§ 256 ZPO; §§ 2, 7, 10, 12, 13 StrEG

Leitsatz

  1. Auf eine Geltendmachung der durch die telefonische Kontaktierung eines Rechtsanwalts verursachten Verteidigerkosten im Wege der Leistungsklage muss sich der Kläger nur dann verweisen lassen, wenn ihm deren Bezifferung schon zum Zeitpunkt der Erhebung der vorliegenden Feststellungsklage möglich und zumutbar gewesen ist.
  2. Verteidigerkosten stellen einen nach § 7 StrEG erstattungsfähigen Vermögensschaden dar, wenn das gegen den Kläger geführte Ermittlungsverfahren nach § 170 Abs. 2 StPO eingestellt wird und die Kostenvorschriften der StPO für diesen Fall die Möglichkeit einer prozessualen Erstattung dieser Auslagen nicht vorsehen.
  3. Der ehemalige Beschuldigte kann nach den §§ 2, 7 StrEG für seine Verteidigerkosten nur eine Entschädigung bis zur Höhe der gesetzlichen Gebühren und Auslagen verlangen. Eine etwaig vereinbarte höhere Vergütung ist nach diesen Vorschriften nicht zu entschädigen.
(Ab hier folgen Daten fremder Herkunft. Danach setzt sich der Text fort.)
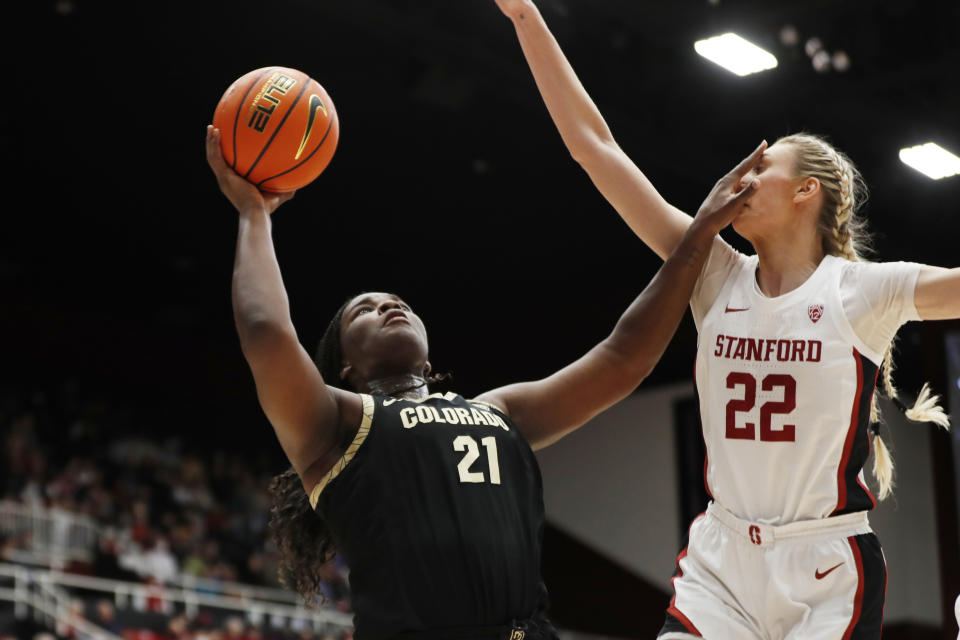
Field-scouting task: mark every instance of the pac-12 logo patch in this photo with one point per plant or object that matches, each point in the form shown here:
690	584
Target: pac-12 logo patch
815	311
OLG Hamm, Urt. v. 29.1.2021 – I-11 U 41/20

I. Sachverhalt

Die Parteien streiten um die Freistellung des Klägers von zu seinen Lasten durch eine Durchsuchungsmaßnahme verursachten Verteidigerkosten. Der Kläger hat gegen das Land NRW eine Feststellungsklage erhoben, die das LG nur als teilweise begründet angesehen hat. Die dagegen gerichtete Berufung des Klägers hatte teilweise Erfolg.

II. Zulässigkeit der Feststellungsklage

Das OLG hat die Feststellungsklage als zulässig angesehen. Die Zulässigkeit beurteile sich unabhängig davon, auf welche Anspruchsgrundlage der Kläger sein Feststellungsbegehren zu stütze, nach § 256 Abs. 1 ZPO. Auch hinsichtlich des vom Kläger geltend gemachten Entschädigungsanspruchs aus §§ 2 und 7 StrEG sei die Erhebung einer Feststellungsklage unter den in § 256 Abs. 1 ZPO normierten Voraussetzungen zulässig (Meyer, Kommentar zum StrEG, 10. Aufl., 2017, § 13 Rn 15; BeckOK-StPO/Cornelius, § 13 StrEG Rn 1; OLG Bamberg, Urt. v. 25.5.2009 – 4 U 198/08; LG Dortmund NJW-RR 1989, 129). Nach Auffassung des OLG, das seine Auffassung umfassen begründet, waren auch die in § 256 Abs. 1 ZPO für die Erhebung einer Feststellungsklage geregelten Zulässigkeitsvoraussetzungen erfüllt. Die vom Kläger begehrte Feststellung betreffe die Frage des Bestehens eines zwischen den Parteien streitigen Rechtsverhältnisses, nämlich die Frage, ob das beklagte Land dem Kläger aufgrund der Durchsuchungsmaßnahme vom 24.10.2017 nach den §§ 2 und 7 StrEG oder anderen Anspruchsgrundlagen zum Ersatz seiner bereits entstandenen und noch entstehenden Verteidigerkosten und sonstigen Vermögensschäden verpflichtet sei. Die Feststellungsklage sei auch nicht schon mangels eines allgemeinen Rechtsschutzbedürfnisses des Klägers an ihr unzulässig. Auch sei bei nachgewiesenem Feststellungsinteresse auch im Justizverwaltungsverfahren die Stellung eines bloßen Feststellungsantrag zulässig (BeckOK-StPO/Cornelius, § 10 StrEG Rn 5; OLG Rostock, Urt. v. 6.3.2003 – 1 U 171/02; Meyer, a.a.O., § 10 Rn 16; MüKo-StPO/Kunz, 1. Aufl., 2018, StrEG § 10 Rn 8).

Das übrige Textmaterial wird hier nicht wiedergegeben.